I’m teaching a “Conquering Conflict” workshop today in Downtown Houston. While reviewing my materials, I was reminded that interpersonal conflict is something that many people dread, but something that can often have a positive outcome if we change the way we think about it and learn a few basic skills.
Here are just 10 of the many tips from my “Conquering Conflict” workshop to get you started toward better conflict resolution.
1. Know your conflict style. For most people, it’s “Fight” or “Flight.” Both choices are appropriate—given the right situation. There is a third choice, “Resolve,” but that’s one that most people don’t grab for instinctively. Knowing how you instinctively approach conflict is the first step toward making the right choice in how to approach a given situation.
2. See it coming. Conflict rarely comes “out of the blue.” It’s like a hurricane. If you watch, listen, and heed the warning, you can take appropriate action. If you wait until it’s upon you- you end up in a defensive position- and unlikely to have a good outcome.

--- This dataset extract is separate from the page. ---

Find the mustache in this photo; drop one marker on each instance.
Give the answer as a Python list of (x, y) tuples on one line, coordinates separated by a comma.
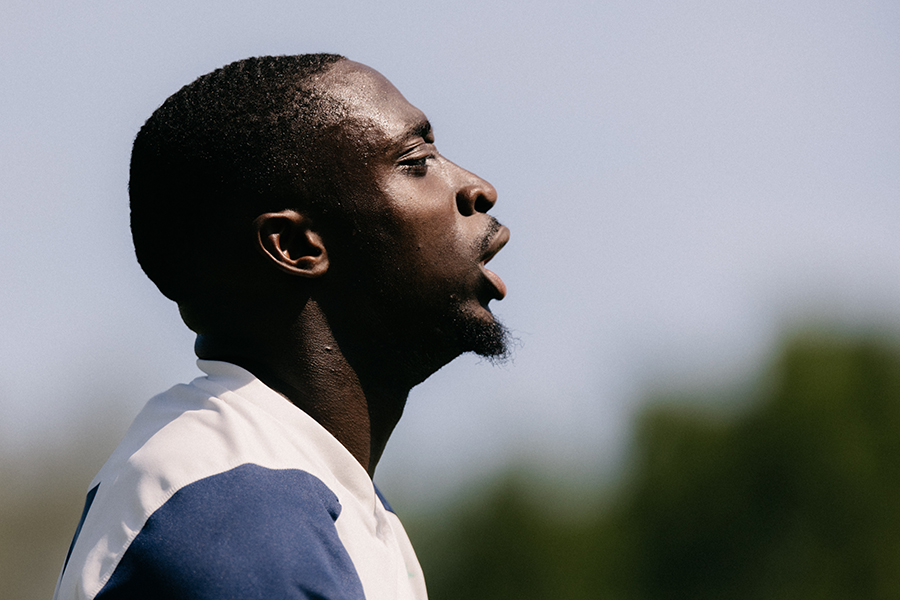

3. Choose your battles. If you’re just going for the win, if the outcome won’t make anyone’s life better, if the cause of the conflict is trivial, or the cost of the conflict to the relationship outweighs the benefit of talking about it, consider just letting it go.
4. Think before you respond. When someone tries to start a conflict “discussion,” think carefully about the first words out of your mouth. Your goal should be to de-escalate, not escalate the conflict.
5. Admit when you’re wrong. One of the things I hate the most is a “well but.” A person approaches you about something, you know you’re wrong, but instead of just admitting it, you try to defend yourself or reverse the blame. “Well, but it’s not my fault, you shouldn’t have asked me to help you move in the first place.” (This after the person did ask, you agreed to help, then you forgot to show up.)
6. Take your share of the responsibility. If you can own any part of the problem, own it. People are usually more willing to take their responsibility when the other party does too.
7. Agree whenever possible. In customer service situations, or other situations where the discussion initiator is correct in his or her complaint, concern, or comment, just agree. “You’re right; it’s frustrating to wait in line for a half hour.” Is a better response than, “Gee sorry, it’s just busy here on Mondays.” Say the latter, and you’re pretty likely to escalate the conflict.
8. Be specific. When you have a complaint or problem, be specific, so the other party knows exactly what it is. When responding to a complaint, be just as specific about what you’ll do to take care of it. Being specific increases the odds that a conflict will be resolved successfully.
9. Prepare for the other person’s response. When people get up the courage to “confront” others, they generally only “plan” what they’re going to say to get the conversation started. What they should prepare themselves for is the other person’s reaction. What if the other person gets angry? Cries? Shuts down? What are you going to say next? If you’re not prepared—end of conversation, and most likely, any chance of resolution.
10. Change the way you think about conflict. Many people think all conflict should be avoided, like the flu. However, handled correctly, conflict can improve relationships, open people’s eyes to new things, and keep people from imploding or exploding from grudges, hurts, and other complaints that left unresolved, only get worse.